Heatmaps

Multivariate Comparisons using Heat Maps

Heat maps are often used in combination with a clustering algorithm, although how data is clustered and how it is represented are independent. Here we will use the Golub data set comparing gene expression in different types of cancer cell lines to draw a heat map and consider some of the difficulties in this type of visualisation.
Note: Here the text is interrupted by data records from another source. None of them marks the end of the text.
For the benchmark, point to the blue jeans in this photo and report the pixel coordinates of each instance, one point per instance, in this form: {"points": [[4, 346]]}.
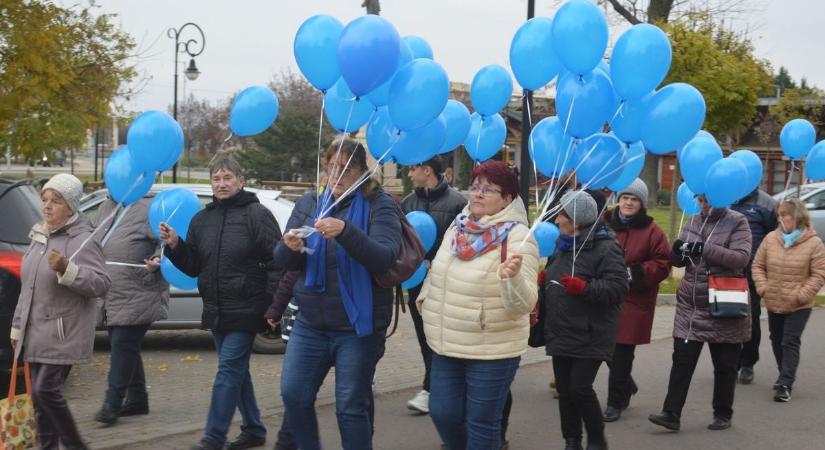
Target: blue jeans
{"points": [[233, 388], [309, 356], [467, 398]]}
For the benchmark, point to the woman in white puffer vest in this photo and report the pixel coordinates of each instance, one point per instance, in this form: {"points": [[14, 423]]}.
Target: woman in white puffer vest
{"points": [[476, 303]]}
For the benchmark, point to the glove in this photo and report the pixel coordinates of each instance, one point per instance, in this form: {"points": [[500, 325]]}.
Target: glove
{"points": [[573, 285]]}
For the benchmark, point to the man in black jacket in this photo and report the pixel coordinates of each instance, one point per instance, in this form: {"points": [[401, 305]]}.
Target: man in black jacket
{"points": [[434, 196], [760, 210], [229, 248]]}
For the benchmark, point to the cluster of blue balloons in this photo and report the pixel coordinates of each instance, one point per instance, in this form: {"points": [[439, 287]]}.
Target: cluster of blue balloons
{"points": [[425, 228], [372, 76], [175, 207]]}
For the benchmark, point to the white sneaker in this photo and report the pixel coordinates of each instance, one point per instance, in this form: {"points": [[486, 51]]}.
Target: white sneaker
{"points": [[420, 403]]}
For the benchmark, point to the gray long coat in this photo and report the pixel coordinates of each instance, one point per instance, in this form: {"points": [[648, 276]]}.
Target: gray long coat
{"points": [[727, 252], [137, 296], [55, 316]]}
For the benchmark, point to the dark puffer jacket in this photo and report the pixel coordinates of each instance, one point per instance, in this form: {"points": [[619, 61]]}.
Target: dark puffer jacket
{"points": [[760, 210], [585, 326], [727, 251], [375, 250], [229, 248], [443, 203]]}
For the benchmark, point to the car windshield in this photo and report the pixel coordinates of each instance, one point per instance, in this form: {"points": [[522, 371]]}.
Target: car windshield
{"points": [[21, 209]]}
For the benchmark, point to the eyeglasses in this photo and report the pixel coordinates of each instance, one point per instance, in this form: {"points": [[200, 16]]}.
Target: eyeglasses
{"points": [[484, 191]]}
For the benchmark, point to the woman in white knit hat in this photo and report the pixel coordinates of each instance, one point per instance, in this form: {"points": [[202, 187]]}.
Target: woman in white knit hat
{"points": [[583, 288], [63, 272]]}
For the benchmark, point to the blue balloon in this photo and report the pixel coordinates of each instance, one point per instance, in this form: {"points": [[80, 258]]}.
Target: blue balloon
{"points": [[591, 98], [754, 166], [723, 182], [486, 136], [546, 235], [368, 53], [815, 167], [457, 118], [491, 89], [154, 138], [674, 116], [315, 48], [176, 207], [687, 200], [345, 112], [597, 160], [695, 160], [125, 182], [797, 138], [381, 134], [634, 161], [416, 278], [640, 61], [419, 145], [419, 47], [253, 111], [381, 95], [579, 35], [550, 149], [175, 277], [629, 119], [418, 94], [532, 57], [424, 225]]}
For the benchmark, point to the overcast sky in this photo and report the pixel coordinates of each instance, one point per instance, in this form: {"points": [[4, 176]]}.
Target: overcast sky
{"points": [[247, 41]]}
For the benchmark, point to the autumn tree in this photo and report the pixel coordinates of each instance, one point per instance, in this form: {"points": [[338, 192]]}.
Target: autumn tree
{"points": [[60, 71]]}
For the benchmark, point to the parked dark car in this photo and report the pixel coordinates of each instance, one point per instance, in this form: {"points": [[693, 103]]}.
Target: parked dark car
{"points": [[19, 210]]}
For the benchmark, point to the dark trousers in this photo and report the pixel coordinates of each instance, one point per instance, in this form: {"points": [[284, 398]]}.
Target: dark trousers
{"points": [[786, 334], [418, 323], [54, 422], [577, 399], [620, 384], [685, 356], [750, 349], [126, 377]]}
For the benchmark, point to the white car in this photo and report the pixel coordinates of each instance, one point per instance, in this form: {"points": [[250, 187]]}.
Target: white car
{"points": [[185, 306]]}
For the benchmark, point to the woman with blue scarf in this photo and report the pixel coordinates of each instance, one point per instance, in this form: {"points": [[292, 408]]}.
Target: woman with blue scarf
{"points": [[584, 285], [337, 240], [475, 304], [789, 270]]}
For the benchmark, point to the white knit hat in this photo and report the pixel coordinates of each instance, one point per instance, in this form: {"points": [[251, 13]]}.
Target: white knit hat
{"points": [[69, 187]]}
Consider a heat map depicting gene expression log2 fold-changes. log2 fold-change occurs on a continuous scale, but is often depicted with varying shades (saturation) of red and green. The first difficulty is that the reader must associate red (“bad”, “negative”) and green (“good”, “positive”) with a direction. This is unintuitive and raises the question of how no change, i.e. 0, should be represented. Often the choice is of colour black. There is clearly no logical reason why black is situated between red and green, but in this case it has been used to mask all uninteresting values with a log2 ratio close to 0. It is nearly impossible to interpret exact values from heat maps because of local effects on colour perception. In addition, colour saturation draws attention away from other more interesting values, for example a large number of moderately high log2 values, as opposed to the few very high values. Heat maps continue to be a common visualisation tool, although their popularity is arguably decreasing.

Colour is not appropriate for encoding continuous variables, but is popular with heat maps. Left: topological colour scheme, Middle: Red-black-green colour scheme, Right: sequential colour scheme.